As recent studies by Pew Research have pointed out, today’s young adults (between the ages of 15-21) are much less likely to have had a paid summer job or to have been employed in the last year compared to every previous generation for which data exists. In 1948 and 1978, 57% and 58% of 16-19 year-olds had a paid summer job. By 2017, only 35% reported having a summer job. The percentage of 15-17 year-olds who reported working in any fashion in the prior year has dropped from 48% in 1968 to a mere 19% in 2018. And the percentage of 18-21 year-olds reporting working in the prior year has dropped from 80% in 1968 to 58% in 2018.
These data represent a stunning collapse in the work experience of young adults in America. It’s really no surprise that one of the outcomes of this collapse might be a sense that high school and college graduates aren’t well prepared for the workplace. In fact, it would be more surprising if we felt they were prepared – as opposed to being surprised they’re not. On top of the fact that work experience among young adults has declined dramatically, very little of their typical high school or college studies prepares students well for the workplace.
The factors of college that are linked to success in the workplace, unfortunately, happen for too few graduates. And although there are promising increases in practices such as project-based learning (which gets closer to mimicking real work experiences) in high schools, there’s still a very long way to go. Only a third of college graduates had an internship during college where they were able to apply what they were learning in the classroom. But those who did were twice as likely as those who didn’t to have a good job waiting for them upon graduation. With such a profound relationship, it’s fair to wonder why an internship or co-op isn’t a required component for graduation.

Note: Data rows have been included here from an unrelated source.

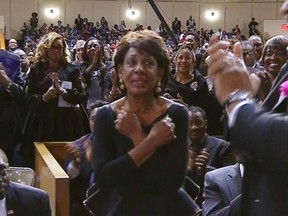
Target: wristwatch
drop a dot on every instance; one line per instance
(236, 96)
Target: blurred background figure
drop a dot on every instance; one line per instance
(55, 93)
(12, 45)
(206, 152)
(93, 70)
(79, 165)
(12, 104)
(78, 49)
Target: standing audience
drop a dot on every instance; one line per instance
(55, 93)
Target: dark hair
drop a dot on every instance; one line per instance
(280, 42)
(85, 54)
(145, 41)
(96, 104)
(194, 109)
(100, 65)
(188, 47)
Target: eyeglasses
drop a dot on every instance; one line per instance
(95, 45)
(198, 123)
(281, 52)
(59, 48)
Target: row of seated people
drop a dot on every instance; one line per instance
(53, 87)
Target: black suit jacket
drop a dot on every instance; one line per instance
(24, 200)
(274, 94)
(222, 191)
(263, 136)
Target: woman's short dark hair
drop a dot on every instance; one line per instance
(195, 109)
(149, 42)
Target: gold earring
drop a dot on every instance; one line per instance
(122, 86)
(158, 88)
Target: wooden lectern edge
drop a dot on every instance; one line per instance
(50, 161)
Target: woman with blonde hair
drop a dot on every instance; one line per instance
(55, 94)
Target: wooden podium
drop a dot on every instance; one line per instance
(50, 176)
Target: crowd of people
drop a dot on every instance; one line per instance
(127, 101)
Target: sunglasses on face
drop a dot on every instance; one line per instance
(281, 52)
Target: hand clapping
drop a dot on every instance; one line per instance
(226, 69)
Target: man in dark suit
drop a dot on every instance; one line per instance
(18, 199)
(254, 132)
(12, 103)
(222, 191)
(206, 152)
(273, 101)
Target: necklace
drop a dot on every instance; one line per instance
(183, 79)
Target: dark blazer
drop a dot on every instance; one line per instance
(156, 187)
(24, 200)
(222, 191)
(263, 136)
(220, 155)
(79, 184)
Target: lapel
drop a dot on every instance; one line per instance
(11, 201)
(234, 181)
(274, 94)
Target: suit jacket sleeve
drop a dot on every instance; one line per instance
(214, 203)
(261, 134)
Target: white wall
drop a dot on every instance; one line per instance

It might be easy to point much of the blame on colleges for not making internships a bigger part of students’ experiences, but employers share equal burden and blame here. After all, with the small exception of work study opportunities, colleges and universities don’t have jobs and internships…employers do! We’re going to need the equivalent of a moon shot plan for stimulating a new ecosystem of employer-to-university partnerships around internships and co-op experiences. This is a place where government intervention (in the form of new incentives for employers to dramatically boost internships) would be welcome.
Internships aside for a moment, we’d be wise to carefully examine why today’s young adults are so much less likely to be working than previous generations. This is something that the research has largely missed – other than to offer wide-ranging hypotheses including fewer low-skill, entry-level jobs available, teens doing more unpaid community service for graduation requirements and college applications, and more young adults enrolled in high school and college compared to previous generations. These could all be factors, for sure. But I’d add some additional “signaling” elements that could be of serious concern: parents have devalued real work in favor of school homework and higher education admissions offices have devalued paid work over extracurricular activities. These sentiments have been captured by the common refrain among parents that their child’s “job” is to “get good grades,” and we’ve grown familiar with the expression of “padding one’s resume” with lots of extra-curricular activities to impress college admissions offices.

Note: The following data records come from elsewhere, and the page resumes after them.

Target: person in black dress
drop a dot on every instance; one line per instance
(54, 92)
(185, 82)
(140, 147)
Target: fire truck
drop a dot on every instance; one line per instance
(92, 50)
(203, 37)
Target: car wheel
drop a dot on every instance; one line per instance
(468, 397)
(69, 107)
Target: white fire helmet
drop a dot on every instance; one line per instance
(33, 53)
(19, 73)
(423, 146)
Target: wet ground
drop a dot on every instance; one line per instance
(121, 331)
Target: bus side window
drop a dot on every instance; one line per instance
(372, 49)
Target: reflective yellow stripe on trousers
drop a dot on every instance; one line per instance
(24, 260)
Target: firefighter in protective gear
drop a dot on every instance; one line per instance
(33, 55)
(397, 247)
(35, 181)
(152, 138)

More broadly, perhaps we have devalued the learning value of work. And that could be the biggest disaster of all. In a world that has increasingly emphasized the importance of education, it would be a catastrophic failure to not celebrate the educational value of work and the ways in which school-based learning can and should enhance work opportunity and performance. These are not mutually exclusive values or functions; they reinforce each other.

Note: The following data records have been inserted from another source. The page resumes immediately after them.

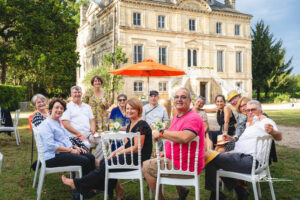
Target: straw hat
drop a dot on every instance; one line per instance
(210, 155)
(220, 140)
(232, 94)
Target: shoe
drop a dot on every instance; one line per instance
(183, 193)
(221, 196)
(75, 195)
(241, 192)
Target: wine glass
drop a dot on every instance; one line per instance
(127, 122)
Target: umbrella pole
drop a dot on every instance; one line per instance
(148, 84)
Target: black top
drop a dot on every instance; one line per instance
(231, 125)
(142, 127)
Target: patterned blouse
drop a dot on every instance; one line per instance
(98, 107)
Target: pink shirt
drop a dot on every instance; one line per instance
(191, 121)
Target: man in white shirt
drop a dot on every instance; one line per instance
(153, 111)
(79, 120)
(241, 158)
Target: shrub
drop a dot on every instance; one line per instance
(11, 95)
(281, 98)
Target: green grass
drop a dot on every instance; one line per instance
(16, 179)
(285, 117)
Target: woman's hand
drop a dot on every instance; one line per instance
(75, 151)
(81, 150)
(113, 154)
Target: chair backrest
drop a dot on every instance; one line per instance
(185, 153)
(17, 115)
(39, 145)
(29, 121)
(110, 139)
(262, 154)
(1, 158)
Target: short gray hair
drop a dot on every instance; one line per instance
(256, 103)
(201, 97)
(37, 96)
(78, 88)
(187, 91)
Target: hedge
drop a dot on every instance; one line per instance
(11, 95)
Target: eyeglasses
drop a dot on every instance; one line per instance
(180, 97)
(251, 110)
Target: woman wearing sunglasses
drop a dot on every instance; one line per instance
(118, 113)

The good news is there are signs of hope that the pendulum may be swinging back to favor the value of work. Whereas our current generation of young adults and parents may have been distracted by seemingly shinier objects for achieving success, the coming generation of parents with school-age children place strong emphasis on the value of good old-fashioned work. In a soon-to-be-released study I led, 9-out-of-10 of these parents agree “you can learn a lot from a job” and that “work is important for personal growth.” Clearly, they believe we have work to do and so should the rest of us.